More on Dynamic Yield, the coronavirus impact, and other changes

To date, the platform has done what McDonald’s hoped it would do, although there’s still data to glean and refinements to make. Kempczinski said Dynamic Yield is helping the chain make smarter recommendations to customers of menu items they are likely to want (and order).

“There is no question that digital is transforming global retail. Across the system, there is great excitement about the role it will play in transforming McDonald’s by strengthening and deepening relationships with our customers,” he said.

Kempczinski said he doesn’t foresee buying tech companies as a company approach moving forward. When McDonald’s acquired Dynamic Yield, it marked the first sizable purchase for the chain since scooping up Boston Market for $173.5 million two decades ago. McDonald’s also bought Apprente in 2019, an early stage leader in voice-based, conversational technology that is testing in a handful of U.S. restaurants.

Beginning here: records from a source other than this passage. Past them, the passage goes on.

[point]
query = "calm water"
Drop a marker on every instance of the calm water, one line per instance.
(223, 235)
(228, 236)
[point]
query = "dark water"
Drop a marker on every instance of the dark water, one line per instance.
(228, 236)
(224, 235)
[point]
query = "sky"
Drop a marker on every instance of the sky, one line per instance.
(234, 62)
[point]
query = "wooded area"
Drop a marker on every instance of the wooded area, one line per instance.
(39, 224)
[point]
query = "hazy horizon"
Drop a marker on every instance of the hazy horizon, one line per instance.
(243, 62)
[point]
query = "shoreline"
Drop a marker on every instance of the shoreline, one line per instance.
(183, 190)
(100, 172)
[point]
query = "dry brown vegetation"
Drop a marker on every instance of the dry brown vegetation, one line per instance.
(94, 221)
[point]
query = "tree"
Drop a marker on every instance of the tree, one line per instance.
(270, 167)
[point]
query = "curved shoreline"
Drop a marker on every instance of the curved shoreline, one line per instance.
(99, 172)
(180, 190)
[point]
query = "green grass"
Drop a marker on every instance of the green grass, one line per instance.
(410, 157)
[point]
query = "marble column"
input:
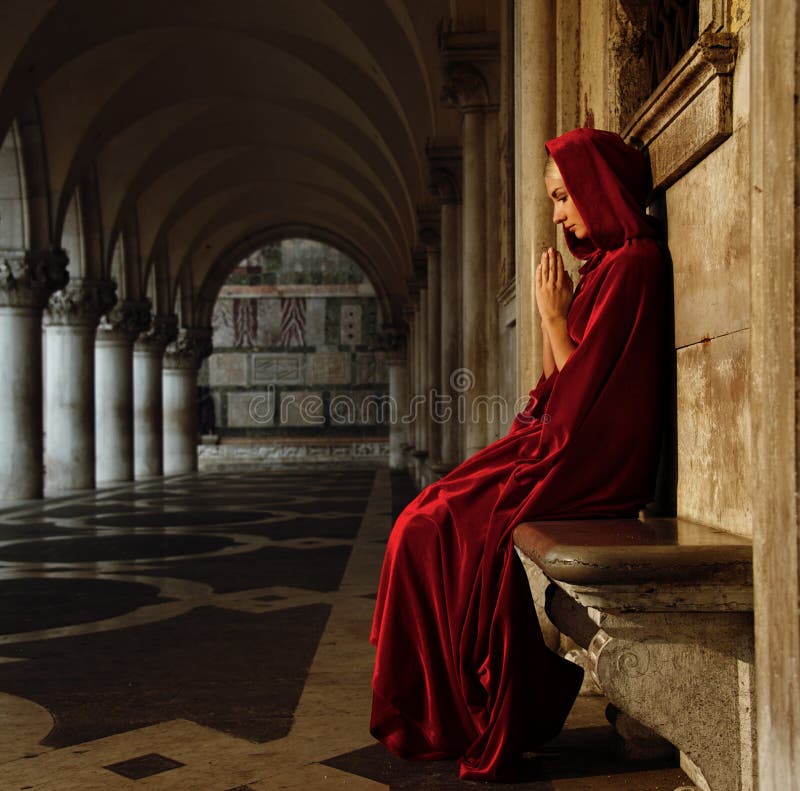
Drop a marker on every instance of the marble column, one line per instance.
(491, 419)
(433, 358)
(26, 281)
(534, 125)
(422, 376)
(408, 421)
(398, 393)
(774, 463)
(445, 185)
(181, 362)
(450, 355)
(148, 407)
(71, 320)
(113, 388)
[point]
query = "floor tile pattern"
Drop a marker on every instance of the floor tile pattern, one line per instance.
(209, 632)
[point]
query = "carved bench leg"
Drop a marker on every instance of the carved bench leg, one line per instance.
(637, 742)
(687, 676)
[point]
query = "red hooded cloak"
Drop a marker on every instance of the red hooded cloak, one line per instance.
(461, 668)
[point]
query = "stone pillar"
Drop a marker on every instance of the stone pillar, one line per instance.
(446, 186)
(408, 422)
(148, 408)
(26, 281)
(398, 396)
(429, 234)
(490, 418)
(71, 320)
(423, 413)
(471, 67)
(113, 388)
(181, 362)
(535, 87)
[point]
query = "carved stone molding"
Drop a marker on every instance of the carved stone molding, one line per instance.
(28, 278)
(161, 332)
(81, 303)
(126, 320)
(471, 65)
(691, 113)
(189, 349)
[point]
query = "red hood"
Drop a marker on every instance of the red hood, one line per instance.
(608, 181)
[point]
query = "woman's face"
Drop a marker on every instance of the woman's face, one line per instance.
(564, 210)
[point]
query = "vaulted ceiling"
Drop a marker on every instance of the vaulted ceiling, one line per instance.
(208, 126)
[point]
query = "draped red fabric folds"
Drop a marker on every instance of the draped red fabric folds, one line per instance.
(461, 669)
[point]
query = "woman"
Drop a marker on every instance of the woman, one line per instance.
(461, 668)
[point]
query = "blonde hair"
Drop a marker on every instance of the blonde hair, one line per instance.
(551, 170)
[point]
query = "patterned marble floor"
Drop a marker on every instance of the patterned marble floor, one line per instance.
(209, 632)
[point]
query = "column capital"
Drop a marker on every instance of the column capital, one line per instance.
(29, 277)
(189, 349)
(161, 332)
(471, 66)
(81, 303)
(126, 320)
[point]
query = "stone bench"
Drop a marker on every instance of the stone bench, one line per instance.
(664, 609)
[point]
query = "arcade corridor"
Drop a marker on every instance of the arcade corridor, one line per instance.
(209, 632)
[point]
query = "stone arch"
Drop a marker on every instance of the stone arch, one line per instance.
(36, 206)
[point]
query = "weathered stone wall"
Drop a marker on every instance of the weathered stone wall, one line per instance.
(295, 346)
(709, 237)
(601, 82)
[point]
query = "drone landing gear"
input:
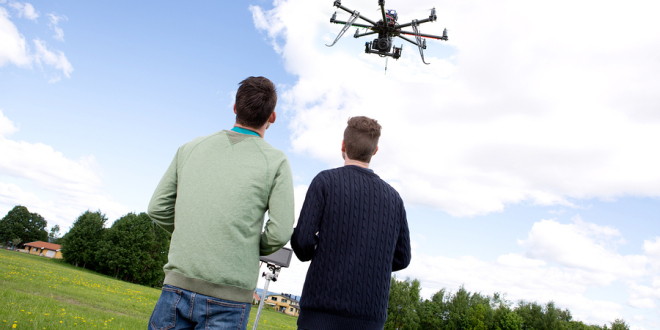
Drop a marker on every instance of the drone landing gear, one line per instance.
(275, 271)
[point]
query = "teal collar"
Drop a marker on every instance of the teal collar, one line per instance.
(245, 131)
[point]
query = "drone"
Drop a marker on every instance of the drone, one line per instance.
(386, 28)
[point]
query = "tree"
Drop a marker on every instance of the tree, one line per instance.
(403, 304)
(433, 313)
(506, 319)
(54, 235)
(134, 249)
(79, 245)
(531, 314)
(19, 223)
(619, 324)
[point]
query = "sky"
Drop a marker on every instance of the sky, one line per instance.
(526, 152)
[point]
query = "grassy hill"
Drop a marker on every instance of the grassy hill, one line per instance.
(41, 293)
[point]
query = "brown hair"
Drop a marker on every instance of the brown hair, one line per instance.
(361, 138)
(255, 101)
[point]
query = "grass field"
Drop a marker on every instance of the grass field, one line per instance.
(41, 293)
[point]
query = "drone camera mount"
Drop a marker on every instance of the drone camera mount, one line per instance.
(275, 262)
(387, 28)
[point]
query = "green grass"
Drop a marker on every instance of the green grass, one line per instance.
(41, 293)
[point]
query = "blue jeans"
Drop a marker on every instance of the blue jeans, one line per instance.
(178, 309)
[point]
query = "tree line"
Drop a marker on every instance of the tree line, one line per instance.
(463, 310)
(133, 249)
(20, 226)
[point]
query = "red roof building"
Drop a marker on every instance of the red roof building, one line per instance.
(45, 249)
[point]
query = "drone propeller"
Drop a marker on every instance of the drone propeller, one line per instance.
(349, 23)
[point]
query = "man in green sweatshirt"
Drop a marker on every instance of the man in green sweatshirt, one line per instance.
(212, 199)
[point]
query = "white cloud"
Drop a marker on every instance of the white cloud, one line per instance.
(13, 48)
(60, 188)
(584, 246)
(52, 58)
(519, 277)
(24, 10)
(526, 110)
(54, 21)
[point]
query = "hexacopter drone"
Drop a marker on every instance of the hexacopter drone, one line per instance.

For McDonald’s, though, Dynamic Yield represents future opportunity beyond the drive thru, which is one reason the company wanted to bring it into the fold and nurture its development. “The big positive about Dynamic Yield is our plans would be to take that similar decision engine-type logic and be able to use that further in kiosk and global mobile app ultimately so that we can continue getting further sales lifts in other digital mechanisms also,” Ozan said.

Tech is working its way throughout McDonald’s system. The brand completed about 2,000 Experience of the Future projects in 2019 and is on track for just about all restaurants to be modernized by the end of 2020. Kempczinski said U.S. customer satisfaction scores are at an all-time high.

McDonald’s delivery platform now covers nearly two-thirds of its total system, or 25,000 locations. In three years, delivery has gone from generating $1 billion in sales to more than $4 billion.

The brand created a new digital customer engagement team recently to accelerate guest-facing digital initiatives, including ordering, personalization, payments, loyalty, and delivery platforms.

Kempczinski said McDonald’s also improved speed of service by an average of 20 seconds in its largest markets and believes there’s an additional 20–30 seconds that can taken out this year through menu simplification and training. The brand uses ZOOM timers in restaurants to breakdown the customer journey at the drive thru, which accounts for 70 percent of McDonald’s sales.

“I think in 2020, it’s going to be a lot of blocking and tackling. Longer term, we’re obviously very excited about what technology can do to help with speed of service, which is why we’ve done acquisitions like we did with Apprente,” he said. “If we’re able to get that commercialized and deployed, that’s certainly going to be something that helps us with the speed of service in the future.”

McDonald’s also provided an update regarding the coronavirus impact in China. The company said it closed “several hundred restaurants” but still has roughly 3,000 open. That’s a stark contract from the 2,000 Starbucks said it needed to shutter.

China represents about 9 percent of McDonald’s global restaurant count, 4–5 percent of its systemwide sales, and 3 percent of operating income.

“With the China team, we’ve put in place an epidemic prevention and control task force, which is something we’re doing again in combination with the local authorities there,” Kempczinski said. “And it’s everything from using our kitchens to help provide meals to health care workers in hospitals. We’re doing things in terms of giving medical screening for customers who come to some of our restaurants. So it’s really an “all hands on deck” effort from that vantage point.